Zoe’s expression froze like white marble, so tightly controlled that neither fury nor relief showed. Then something quite remarkable was there, just for a second, but long enough that Anna was perfectly certain of what it was-admiration.

“How kind of you,” Zoe said in a low voice. “I shall not forget it.”

Thirty

VICENZE RETURNED TO THE HOUSE IN A VICIOUS TEMPER.

“How was your journey to Bithynia?” Palombara asked.

“Pointless,” Vicenze snapped. “I went only because it was my holy duty to try.” He looked at Palombara malevolently, faintly suspicious as to how much he might know or guess. “One of us must do something to win over these obdurate people, or give them room to condemn themselves utterly.”

“So that whatever we do, we are justified.” Palombara was surprised at how bitter he sounded.

“Exactly,” Vicenze agreed. “It was a last attempt.”

“Last?”

Vicenze’s eyebrows rose and there was a gleam of satisfaction in his cold eyes. “Next week we return to Rome. Had you forgotten?”

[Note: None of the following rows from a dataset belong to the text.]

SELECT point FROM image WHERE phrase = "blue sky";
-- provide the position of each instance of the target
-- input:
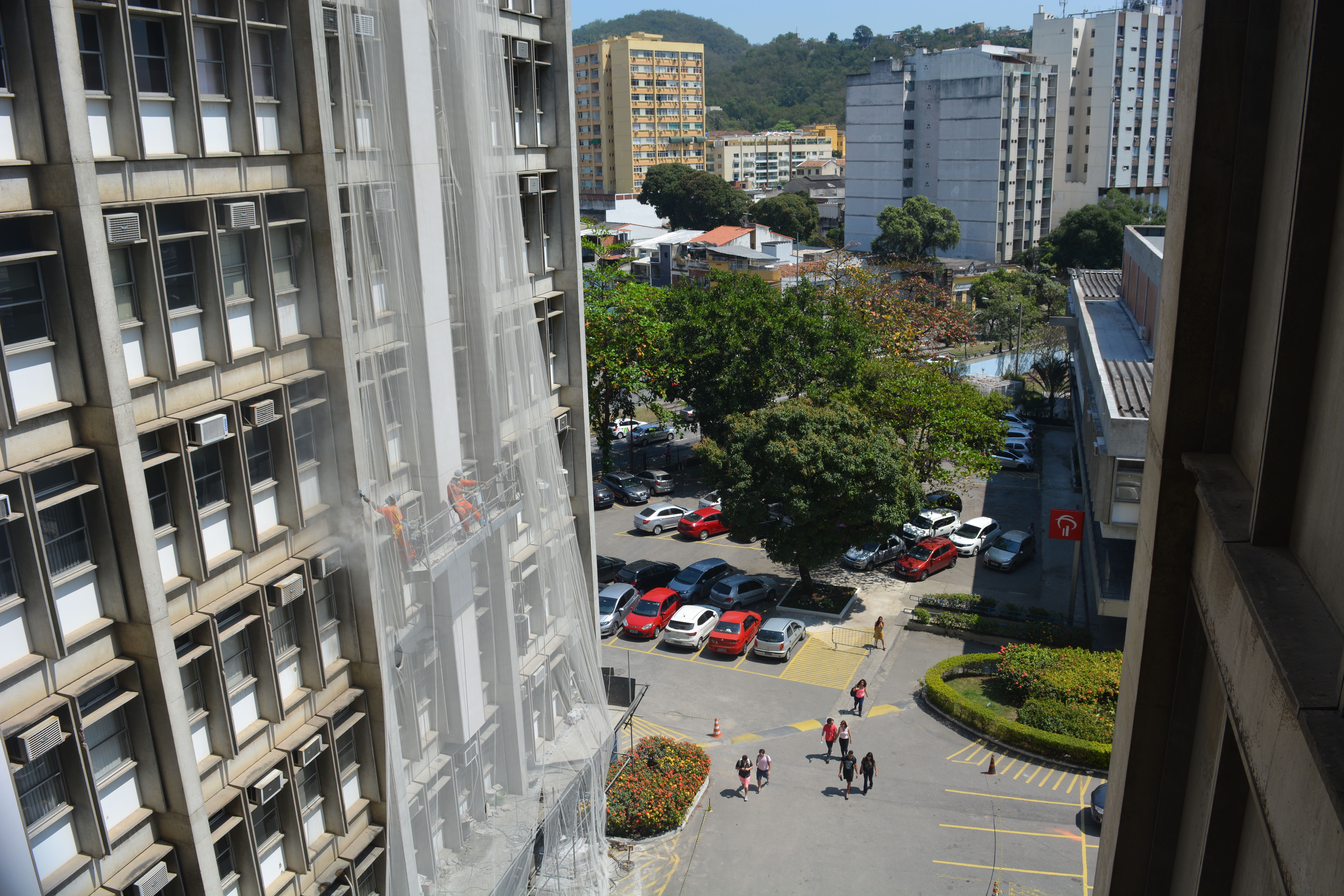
(812, 19)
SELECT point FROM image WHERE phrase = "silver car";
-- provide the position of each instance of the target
(657, 518)
(614, 605)
(779, 637)
(931, 523)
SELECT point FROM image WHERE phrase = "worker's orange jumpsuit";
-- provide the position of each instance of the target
(464, 508)
(393, 515)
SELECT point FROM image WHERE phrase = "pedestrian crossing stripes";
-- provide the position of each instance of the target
(821, 664)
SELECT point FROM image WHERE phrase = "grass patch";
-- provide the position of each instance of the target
(989, 692)
(826, 598)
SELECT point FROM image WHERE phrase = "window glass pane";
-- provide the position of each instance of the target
(124, 284)
(24, 316)
(179, 275)
(208, 468)
(91, 53)
(210, 62)
(233, 261)
(151, 52)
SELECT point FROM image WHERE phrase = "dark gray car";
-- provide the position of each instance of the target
(694, 582)
(737, 592)
(870, 554)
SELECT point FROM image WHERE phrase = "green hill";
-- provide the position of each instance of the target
(790, 78)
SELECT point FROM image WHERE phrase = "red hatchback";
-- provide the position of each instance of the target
(702, 523)
(736, 633)
(928, 557)
(650, 616)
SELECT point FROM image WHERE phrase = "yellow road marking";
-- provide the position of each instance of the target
(1023, 800)
(1021, 871)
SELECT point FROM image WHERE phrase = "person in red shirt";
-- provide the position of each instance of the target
(829, 734)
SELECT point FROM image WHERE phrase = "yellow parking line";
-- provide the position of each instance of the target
(1021, 871)
(1022, 800)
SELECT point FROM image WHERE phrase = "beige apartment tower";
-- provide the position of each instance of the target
(639, 103)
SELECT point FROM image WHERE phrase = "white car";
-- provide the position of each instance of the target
(974, 535)
(658, 518)
(691, 627)
(623, 428)
(931, 523)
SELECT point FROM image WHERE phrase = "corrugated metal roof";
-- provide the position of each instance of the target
(1132, 383)
(1099, 284)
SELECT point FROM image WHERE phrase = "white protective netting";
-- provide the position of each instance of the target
(497, 733)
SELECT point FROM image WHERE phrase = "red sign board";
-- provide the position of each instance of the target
(1066, 524)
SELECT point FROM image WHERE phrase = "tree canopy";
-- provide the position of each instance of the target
(693, 199)
(790, 214)
(915, 229)
(838, 473)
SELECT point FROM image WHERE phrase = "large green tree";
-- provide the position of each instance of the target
(693, 199)
(839, 476)
(743, 343)
(916, 229)
(790, 214)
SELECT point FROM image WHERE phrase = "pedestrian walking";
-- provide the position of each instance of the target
(764, 765)
(869, 768)
(745, 777)
(829, 735)
(847, 766)
(859, 692)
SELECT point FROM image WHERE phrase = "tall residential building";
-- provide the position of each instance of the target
(972, 129)
(1226, 774)
(640, 103)
(1120, 69)
(765, 160)
(295, 542)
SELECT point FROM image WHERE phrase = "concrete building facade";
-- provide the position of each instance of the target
(222, 672)
(972, 129)
(1120, 72)
(639, 103)
(1228, 774)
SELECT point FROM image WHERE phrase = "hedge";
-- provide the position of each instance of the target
(1087, 753)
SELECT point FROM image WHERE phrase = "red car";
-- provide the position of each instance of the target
(927, 558)
(650, 616)
(702, 523)
(736, 632)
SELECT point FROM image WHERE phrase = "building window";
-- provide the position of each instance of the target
(208, 468)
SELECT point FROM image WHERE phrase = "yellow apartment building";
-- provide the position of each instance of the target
(639, 103)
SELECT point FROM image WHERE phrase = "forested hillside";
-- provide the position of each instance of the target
(790, 78)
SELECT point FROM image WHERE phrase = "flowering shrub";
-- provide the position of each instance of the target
(1068, 675)
(655, 789)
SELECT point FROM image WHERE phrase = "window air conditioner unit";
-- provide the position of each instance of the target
(267, 789)
(209, 431)
(326, 565)
(153, 883)
(41, 739)
(287, 590)
(260, 414)
(240, 215)
(310, 752)
(123, 228)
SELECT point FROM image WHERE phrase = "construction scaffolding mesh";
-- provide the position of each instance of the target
(495, 717)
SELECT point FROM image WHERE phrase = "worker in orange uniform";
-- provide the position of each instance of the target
(458, 498)
(396, 526)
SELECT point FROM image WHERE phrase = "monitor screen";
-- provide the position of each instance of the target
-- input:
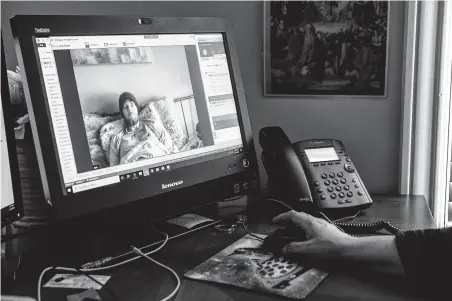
(7, 196)
(123, 111)
(165, 102)
(10, 185)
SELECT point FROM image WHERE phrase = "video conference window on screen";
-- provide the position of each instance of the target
(130, 106)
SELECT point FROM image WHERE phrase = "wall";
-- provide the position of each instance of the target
(99, 86)
(369, 127)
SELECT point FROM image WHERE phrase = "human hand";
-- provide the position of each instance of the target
(324, 240)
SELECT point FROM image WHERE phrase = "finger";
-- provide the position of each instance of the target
(294, 217)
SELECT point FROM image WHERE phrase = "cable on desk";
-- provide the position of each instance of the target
(137, 251)
(98, 264)
(246, 230)
(83, 270)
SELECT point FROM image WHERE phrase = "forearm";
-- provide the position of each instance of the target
(371, 250)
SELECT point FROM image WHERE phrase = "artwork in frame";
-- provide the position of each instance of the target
(325, 48)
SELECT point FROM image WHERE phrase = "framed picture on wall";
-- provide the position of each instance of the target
(325, 48)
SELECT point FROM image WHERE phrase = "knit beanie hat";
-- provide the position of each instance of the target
(123, 98)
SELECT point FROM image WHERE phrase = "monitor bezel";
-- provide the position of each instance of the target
(9, 216)
(24, 29)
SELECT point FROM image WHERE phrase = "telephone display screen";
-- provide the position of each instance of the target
(321, 154)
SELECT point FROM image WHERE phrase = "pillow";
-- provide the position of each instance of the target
(164, 107)
(148, 112)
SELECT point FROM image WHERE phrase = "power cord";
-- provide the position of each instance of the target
(137, 251)
(83, 270)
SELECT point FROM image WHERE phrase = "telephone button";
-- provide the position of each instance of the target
(349, 167)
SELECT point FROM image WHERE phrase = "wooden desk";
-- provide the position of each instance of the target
(142, 280)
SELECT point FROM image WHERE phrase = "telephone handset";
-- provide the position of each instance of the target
(315, 176)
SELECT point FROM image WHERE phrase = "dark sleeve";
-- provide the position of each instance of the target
(426, 256)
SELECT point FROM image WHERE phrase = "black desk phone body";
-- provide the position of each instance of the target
(318, 171)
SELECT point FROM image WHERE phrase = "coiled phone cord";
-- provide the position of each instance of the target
(353, 228)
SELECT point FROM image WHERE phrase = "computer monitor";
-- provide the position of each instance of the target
(127, 108)
(11, 194)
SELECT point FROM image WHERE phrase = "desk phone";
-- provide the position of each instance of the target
(317, 171)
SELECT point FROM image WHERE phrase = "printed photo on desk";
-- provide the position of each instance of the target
(137, 103)
(243, 264)
(325, 48)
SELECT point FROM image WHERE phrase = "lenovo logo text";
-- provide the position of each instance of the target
(42, 30)
(165, 186)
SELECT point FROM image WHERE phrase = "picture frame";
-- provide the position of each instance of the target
(326, 48)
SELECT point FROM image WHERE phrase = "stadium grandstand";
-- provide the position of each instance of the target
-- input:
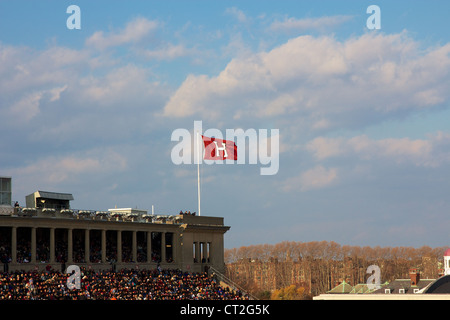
(123, 253)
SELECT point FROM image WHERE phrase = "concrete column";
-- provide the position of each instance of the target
(69, 246)
(134, 246)
(33, 245)
(14, 244)
(149, 246)
(86, 246)
(119, 246)
(163, 247)
(52, 245)
(103, 246)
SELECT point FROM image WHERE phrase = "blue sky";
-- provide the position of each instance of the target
(363, 114)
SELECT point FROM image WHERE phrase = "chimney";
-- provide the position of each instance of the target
(414, 275)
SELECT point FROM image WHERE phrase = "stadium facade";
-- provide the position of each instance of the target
(47, 233)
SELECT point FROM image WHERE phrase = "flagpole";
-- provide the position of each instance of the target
(198, 173)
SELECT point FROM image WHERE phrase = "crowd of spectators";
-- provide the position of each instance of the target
(108, 285)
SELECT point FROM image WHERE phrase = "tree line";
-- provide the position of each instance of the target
(316, 267)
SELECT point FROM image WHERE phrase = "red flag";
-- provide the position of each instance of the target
(218, 149)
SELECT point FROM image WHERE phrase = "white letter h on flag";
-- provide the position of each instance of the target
(225, 154)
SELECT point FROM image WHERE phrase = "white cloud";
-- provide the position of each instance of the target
(321, 23)
(238, 14)
(431, 152)
(315, 178)
(53, 170)
(135, 31)
(323, 82)
(167, 52)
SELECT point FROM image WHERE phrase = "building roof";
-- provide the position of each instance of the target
(440, 285)
(404, 284)
(53, 195)
(343, 287)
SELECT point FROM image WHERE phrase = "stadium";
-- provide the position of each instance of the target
(123, 253)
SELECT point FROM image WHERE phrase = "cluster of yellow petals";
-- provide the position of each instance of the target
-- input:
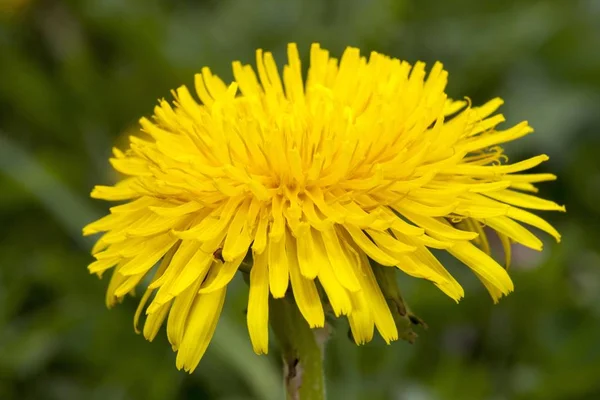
(366, 160)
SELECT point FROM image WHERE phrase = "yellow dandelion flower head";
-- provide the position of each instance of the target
(310, 181)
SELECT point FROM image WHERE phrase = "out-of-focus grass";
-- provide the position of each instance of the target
(76, 75)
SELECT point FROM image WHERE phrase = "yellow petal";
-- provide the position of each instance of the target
(201, 325)
(304, 289)
(278, 267)
(328, 242)
(485, 266)
(258, 305)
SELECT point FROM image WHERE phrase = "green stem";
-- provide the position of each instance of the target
(301, 349)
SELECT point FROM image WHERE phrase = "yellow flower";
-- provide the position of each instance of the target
(310, 181)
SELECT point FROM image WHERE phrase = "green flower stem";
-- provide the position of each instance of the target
(302, 351)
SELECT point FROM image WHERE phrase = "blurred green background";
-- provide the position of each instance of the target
(75, 76)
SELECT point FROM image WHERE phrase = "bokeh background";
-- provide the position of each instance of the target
(75, 76)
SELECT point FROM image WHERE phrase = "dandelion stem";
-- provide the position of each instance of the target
(301, 349)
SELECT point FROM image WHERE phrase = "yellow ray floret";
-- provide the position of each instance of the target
(304, 183)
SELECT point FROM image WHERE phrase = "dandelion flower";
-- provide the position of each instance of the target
(307, 182)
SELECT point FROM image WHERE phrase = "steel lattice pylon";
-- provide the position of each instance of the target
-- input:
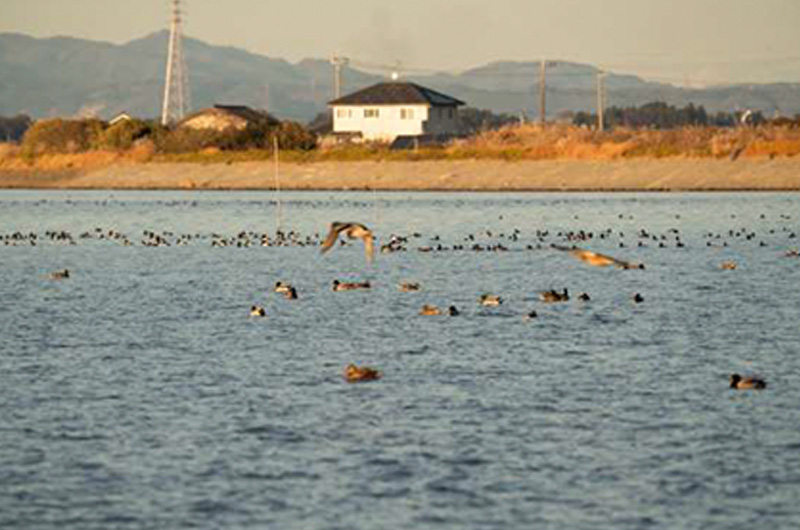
(176, 85)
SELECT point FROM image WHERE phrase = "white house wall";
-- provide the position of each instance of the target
(392, 121)
(442, 120)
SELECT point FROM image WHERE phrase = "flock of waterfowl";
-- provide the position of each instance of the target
(488, 241)
(354, 373)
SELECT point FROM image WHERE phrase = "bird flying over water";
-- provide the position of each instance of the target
(352, 231)
(598, 260)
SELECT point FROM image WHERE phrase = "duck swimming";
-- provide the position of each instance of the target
(350, 286)
(282, 288)
(290, 294)
(553, 296)
(353, 373)
(490, 300)
(747, 383)
(60, 275)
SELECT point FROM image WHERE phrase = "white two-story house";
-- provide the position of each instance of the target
(386, 111)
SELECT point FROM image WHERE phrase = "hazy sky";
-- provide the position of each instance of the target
(694, 42)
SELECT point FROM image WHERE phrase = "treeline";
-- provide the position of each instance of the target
(75, 136)
(660, 115)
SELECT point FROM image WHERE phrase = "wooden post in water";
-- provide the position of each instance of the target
(279, 209)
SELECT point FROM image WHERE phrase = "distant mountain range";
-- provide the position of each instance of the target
(65, 76)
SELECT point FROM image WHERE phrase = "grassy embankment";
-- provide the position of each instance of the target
(520, 143)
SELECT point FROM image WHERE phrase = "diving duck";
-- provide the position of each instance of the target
(747, 383)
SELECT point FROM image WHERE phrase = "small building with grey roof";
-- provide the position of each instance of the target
(387, 111)
(222, 117)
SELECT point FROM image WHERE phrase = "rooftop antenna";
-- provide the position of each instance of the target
(176, 85)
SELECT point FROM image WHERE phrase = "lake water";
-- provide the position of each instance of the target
(139, 393)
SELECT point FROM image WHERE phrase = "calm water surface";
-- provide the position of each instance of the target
(140, 394)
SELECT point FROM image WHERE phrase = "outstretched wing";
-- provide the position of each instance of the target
(593, 258)
(333, 235)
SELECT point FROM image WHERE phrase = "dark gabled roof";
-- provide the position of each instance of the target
(397, 93)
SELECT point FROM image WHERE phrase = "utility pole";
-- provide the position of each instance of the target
(338, 63)
(542, 91)
(600, 99)
(176, 86)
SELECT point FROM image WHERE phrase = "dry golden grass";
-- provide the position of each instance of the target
(526, 142)
(533, 142)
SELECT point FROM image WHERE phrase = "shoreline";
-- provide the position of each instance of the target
(655, 175)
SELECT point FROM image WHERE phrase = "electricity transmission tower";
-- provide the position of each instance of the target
(176, 85)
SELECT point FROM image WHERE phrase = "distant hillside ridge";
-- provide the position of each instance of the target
(64, 76)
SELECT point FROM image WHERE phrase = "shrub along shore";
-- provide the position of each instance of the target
(525, 157)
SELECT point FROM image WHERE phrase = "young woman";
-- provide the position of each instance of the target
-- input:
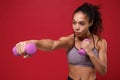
(87, 23)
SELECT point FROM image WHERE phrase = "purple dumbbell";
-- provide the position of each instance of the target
(82, 51)
(30, 49)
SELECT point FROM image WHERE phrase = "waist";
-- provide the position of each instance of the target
(81, 73)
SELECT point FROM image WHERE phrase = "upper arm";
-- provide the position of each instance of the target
(103, 51)
(63, 42)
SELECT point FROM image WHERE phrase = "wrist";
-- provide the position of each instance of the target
(90, 53)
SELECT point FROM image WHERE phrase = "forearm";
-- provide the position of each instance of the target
(44, 44)
(99, 65)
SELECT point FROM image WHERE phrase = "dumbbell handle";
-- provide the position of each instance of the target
(82, 51)
(30, 49)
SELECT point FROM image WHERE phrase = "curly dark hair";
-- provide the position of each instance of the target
(93, 13)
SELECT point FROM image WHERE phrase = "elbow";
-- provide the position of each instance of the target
(103, 71)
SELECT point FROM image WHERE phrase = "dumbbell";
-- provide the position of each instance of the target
(82, 51)
(30, 49)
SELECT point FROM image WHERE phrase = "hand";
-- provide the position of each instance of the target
(20, 48)
(86, 46)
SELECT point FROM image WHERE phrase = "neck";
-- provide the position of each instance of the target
(87, 35)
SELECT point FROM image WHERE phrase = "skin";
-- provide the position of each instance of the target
(81, 30)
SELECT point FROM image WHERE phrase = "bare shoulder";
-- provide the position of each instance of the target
(102, 43)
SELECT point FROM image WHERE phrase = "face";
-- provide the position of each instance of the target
(81, 24)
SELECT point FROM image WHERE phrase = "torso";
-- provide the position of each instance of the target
(78, 72)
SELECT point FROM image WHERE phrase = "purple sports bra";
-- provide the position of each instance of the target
(75, 58)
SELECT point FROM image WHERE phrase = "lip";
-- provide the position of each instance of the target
(77, 32)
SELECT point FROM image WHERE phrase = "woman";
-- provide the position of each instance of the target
(87, 23)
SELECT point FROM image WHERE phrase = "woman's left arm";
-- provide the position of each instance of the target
(101, 62)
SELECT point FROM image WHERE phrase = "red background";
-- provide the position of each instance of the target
(38, 19)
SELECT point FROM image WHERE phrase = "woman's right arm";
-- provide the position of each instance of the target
(45, 44)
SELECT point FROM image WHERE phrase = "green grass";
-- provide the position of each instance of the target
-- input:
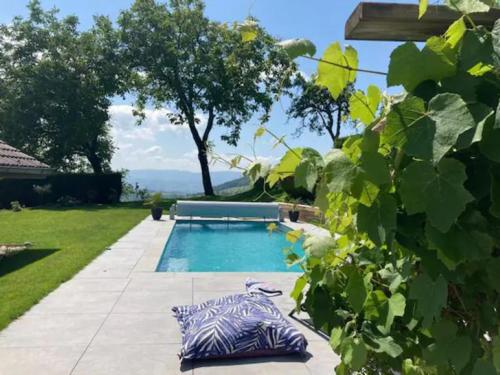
(64, 241)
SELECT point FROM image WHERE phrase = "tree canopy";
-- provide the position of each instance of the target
(317, 110)
(202, 71)
(55, 85)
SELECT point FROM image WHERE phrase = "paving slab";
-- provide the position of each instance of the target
(132, 360)
(114, 317)
(40, 360)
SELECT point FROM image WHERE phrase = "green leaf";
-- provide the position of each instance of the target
(467, 6)
(294, 235)
(340, 172)
(410, 369)
(337, 69)
(496, 352)
(422, 7)
(408, 127)
(364, 107)
(286, 166)
(466, 240)
(495, 34)
(356, 290)
(260, 132)
(376, 168)
(298, 47)
(452, 118)
(296, 293)
(379, 220)
(497, 117)
(306, 175)
(484, 367)
(364, 190)
(455, 32)
(317, 246)
(476, 52)
(336, 337)
(409, 66)
(387, 345)
(481, 114)
(431, 297)
(248, 30)
(495, 191)
(354, 353)
(448, 347)
(490, 141)
(437, 192)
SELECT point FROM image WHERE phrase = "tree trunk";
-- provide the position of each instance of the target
(95, 163)
(205, 171)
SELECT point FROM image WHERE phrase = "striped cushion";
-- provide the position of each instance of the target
(236, 326)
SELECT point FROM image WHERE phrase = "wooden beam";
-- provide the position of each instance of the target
(399, 22)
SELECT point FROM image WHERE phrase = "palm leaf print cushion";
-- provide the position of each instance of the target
(239, 325)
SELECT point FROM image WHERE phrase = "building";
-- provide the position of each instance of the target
(16, 164)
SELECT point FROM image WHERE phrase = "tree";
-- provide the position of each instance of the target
(199, 68)
(55, 84)
(317, 110)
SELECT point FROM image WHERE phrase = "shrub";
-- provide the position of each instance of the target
(16, 206)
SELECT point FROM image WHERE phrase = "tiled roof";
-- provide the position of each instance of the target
(13, 158)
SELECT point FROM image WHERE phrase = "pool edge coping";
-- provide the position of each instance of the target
(151, 258)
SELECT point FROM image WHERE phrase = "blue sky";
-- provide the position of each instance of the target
(159, 145)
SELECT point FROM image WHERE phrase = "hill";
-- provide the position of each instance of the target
(175, 182)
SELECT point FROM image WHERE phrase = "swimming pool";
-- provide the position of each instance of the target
(220, 246)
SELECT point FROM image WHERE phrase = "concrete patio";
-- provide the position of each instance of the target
(114, 317)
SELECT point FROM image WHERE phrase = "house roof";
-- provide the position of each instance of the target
(13, 161)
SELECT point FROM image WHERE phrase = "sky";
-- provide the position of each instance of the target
(157, 144)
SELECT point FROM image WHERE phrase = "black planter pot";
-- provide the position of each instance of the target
(294, 216)
(156, 212)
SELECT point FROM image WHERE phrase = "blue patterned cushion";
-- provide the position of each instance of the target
(237, 325)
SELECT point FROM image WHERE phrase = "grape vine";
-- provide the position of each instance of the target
(410, 279)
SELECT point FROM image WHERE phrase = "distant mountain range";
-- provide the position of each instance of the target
(181, 183)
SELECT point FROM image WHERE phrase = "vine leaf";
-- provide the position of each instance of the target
(466, 240)
(364, 107)
(448, 346)
(495, 33)
(483, 367)
(340, 172)
(354, 353)
(286, 166)
(495, 192)
(379, 220)
(298, 47)
(452, 118)
(468, 6)
(431, 297)
(409, 128)
(490, 141)
(337, 69)
(248, 30)
(439, 192)
(455, 32)
(422, 7)
(409, 66)
(356, 290)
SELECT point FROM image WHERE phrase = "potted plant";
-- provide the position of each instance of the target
(294, 213)
(154, 201)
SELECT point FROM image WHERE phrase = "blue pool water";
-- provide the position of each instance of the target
(218, 246)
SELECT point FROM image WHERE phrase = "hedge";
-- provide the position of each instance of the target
(82, 187)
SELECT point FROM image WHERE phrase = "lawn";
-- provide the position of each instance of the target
(64, 241)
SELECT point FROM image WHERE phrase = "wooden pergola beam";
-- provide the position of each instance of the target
(399, 22)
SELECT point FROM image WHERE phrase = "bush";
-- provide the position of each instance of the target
(83, 187)
(16, 206)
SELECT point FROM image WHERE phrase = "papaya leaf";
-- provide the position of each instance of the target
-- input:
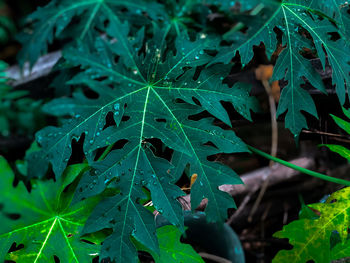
(42, 224)
(311, 238)
(345, 125)
(292, 18)
(171, 248)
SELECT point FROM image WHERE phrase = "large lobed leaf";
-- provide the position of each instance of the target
(171, 248)
(293, 18)
(42, 224)
(151, 96)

“Of course not,” Palombara told him. Actually, he had thought it was a little longer than that. He had been considering with some anxiety exactly what he would report to the pope, in what terms he would explain the nature of their failure to gain any more support for the agreement. He had come to the point where he believed that Michael could carry his people sufficiently for the appearance of union with Rome and that the fact of a degree of independence could be disguised. People would always believe differently from one place to another, one social class, one degree of wealth or education or emotional need to another. But he did not think the pope would be well pleased with that. It was an eminently practical answer, but it was not a political victory.